Wherein the method comprises the steps of，/>，/>The number of characteristic channels after compression. The output of this stage encoder will also be fed as part of the input into the decoder for the recombination allocation of the multi-stage features. And finally, performing characteristic compression in the time dimension, wherein the compression mode is the same as the compression mode, and the compression mode is shown in the following formula.

Wherein the method comprises the steps of，/>，/>The number of feature sequences after compression. Wherein->I.e. the last stage output of the multi-stage feature-aggregation encoding network, the feature vector will be sent directly to the decoder. The multi-level feature reassignment decoder is employed as shown in fig. 7.

The decoder first decodes the last stage output of the encoder directly in the time dimension, as shown in the following equation:

wherein the method comprises the steps of，/>. After the output of the first-stage decoder is obtained, the second-stage feature decoding is performed, and the second-stage feature decoding is performed in the channel dimension.
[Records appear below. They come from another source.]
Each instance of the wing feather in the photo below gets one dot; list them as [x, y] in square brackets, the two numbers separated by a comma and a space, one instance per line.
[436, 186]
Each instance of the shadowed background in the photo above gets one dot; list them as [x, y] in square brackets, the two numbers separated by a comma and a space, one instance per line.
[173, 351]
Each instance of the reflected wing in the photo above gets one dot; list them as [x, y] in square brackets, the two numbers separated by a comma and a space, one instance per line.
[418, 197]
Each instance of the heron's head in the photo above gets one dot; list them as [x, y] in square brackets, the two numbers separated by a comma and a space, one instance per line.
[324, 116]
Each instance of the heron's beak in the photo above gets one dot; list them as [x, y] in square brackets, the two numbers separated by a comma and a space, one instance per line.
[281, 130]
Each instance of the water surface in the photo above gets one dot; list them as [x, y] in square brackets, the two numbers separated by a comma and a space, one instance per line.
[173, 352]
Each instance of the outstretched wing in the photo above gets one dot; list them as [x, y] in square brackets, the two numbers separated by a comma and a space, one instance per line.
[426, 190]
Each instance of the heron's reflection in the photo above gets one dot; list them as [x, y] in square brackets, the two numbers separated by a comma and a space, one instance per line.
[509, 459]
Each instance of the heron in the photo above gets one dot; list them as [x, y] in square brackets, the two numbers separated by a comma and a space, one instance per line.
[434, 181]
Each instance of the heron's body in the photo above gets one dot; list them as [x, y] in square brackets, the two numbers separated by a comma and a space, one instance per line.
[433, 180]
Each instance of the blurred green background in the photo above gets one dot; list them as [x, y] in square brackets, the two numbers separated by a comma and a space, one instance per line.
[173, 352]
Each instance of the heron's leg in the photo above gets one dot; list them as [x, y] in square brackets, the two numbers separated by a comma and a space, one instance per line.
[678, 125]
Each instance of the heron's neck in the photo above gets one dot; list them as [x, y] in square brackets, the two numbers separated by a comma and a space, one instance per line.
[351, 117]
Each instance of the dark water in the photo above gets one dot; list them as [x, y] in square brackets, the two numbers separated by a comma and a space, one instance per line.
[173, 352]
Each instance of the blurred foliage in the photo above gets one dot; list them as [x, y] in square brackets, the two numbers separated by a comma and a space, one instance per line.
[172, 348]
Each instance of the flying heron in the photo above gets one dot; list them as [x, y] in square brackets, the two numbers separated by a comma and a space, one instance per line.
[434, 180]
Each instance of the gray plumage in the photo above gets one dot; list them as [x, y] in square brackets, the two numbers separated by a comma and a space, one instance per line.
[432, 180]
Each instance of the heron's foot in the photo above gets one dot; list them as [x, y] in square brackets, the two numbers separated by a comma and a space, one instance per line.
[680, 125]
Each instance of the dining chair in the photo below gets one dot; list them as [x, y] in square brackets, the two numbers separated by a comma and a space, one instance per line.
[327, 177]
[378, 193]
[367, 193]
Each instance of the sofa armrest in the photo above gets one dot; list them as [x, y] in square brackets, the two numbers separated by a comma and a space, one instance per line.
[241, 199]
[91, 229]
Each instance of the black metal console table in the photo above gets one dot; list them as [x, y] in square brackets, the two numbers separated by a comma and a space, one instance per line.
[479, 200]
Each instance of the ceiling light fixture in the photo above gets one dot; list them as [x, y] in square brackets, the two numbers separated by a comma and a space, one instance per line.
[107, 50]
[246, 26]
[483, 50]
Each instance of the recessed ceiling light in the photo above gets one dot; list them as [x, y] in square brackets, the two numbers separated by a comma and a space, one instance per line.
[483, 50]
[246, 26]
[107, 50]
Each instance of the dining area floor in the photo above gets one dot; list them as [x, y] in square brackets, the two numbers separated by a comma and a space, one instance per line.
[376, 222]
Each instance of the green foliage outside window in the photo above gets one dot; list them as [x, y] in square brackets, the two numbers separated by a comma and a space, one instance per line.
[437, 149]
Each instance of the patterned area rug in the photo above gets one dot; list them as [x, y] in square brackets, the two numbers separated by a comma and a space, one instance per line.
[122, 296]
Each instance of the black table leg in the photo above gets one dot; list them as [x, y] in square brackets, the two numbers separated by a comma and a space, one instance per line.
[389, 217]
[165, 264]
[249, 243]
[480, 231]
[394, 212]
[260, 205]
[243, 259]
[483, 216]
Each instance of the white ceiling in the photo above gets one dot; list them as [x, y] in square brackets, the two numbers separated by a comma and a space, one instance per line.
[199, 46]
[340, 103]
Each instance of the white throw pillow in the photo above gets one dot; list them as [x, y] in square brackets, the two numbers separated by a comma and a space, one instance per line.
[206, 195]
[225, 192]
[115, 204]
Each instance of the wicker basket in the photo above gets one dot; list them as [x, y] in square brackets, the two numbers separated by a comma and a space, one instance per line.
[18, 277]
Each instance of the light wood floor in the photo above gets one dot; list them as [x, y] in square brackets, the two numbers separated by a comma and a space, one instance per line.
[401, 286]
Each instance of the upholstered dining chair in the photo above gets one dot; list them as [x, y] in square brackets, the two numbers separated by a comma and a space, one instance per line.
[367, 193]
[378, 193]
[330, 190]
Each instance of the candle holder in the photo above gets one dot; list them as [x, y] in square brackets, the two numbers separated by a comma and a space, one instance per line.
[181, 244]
The decoding formula of the second level sub-decoder is shown as follows:

/>

wherein cat is the characteristic stitching operation,，/>. After obtaining the output of the second-stage decoder, the output of the second-stage decoder is firstly fused with the input of the second-stage encoder and then input to the third-stage decoder for decoding, and the third-stage decoder is in a space dimension, and the formula is shown as follows:

wherein,，/>. After the last stage decoder output, the next stage decoder is no longer present later, but in view of the advantages of the residual structure, And splicing and fusing the output of the last stage of encoder and the input of the first stage of encoder to serve as the final output of the whole multi-stage characteristic redistribution decoder. The pedestrian features thus obtained can be used for subsequent classification prediction.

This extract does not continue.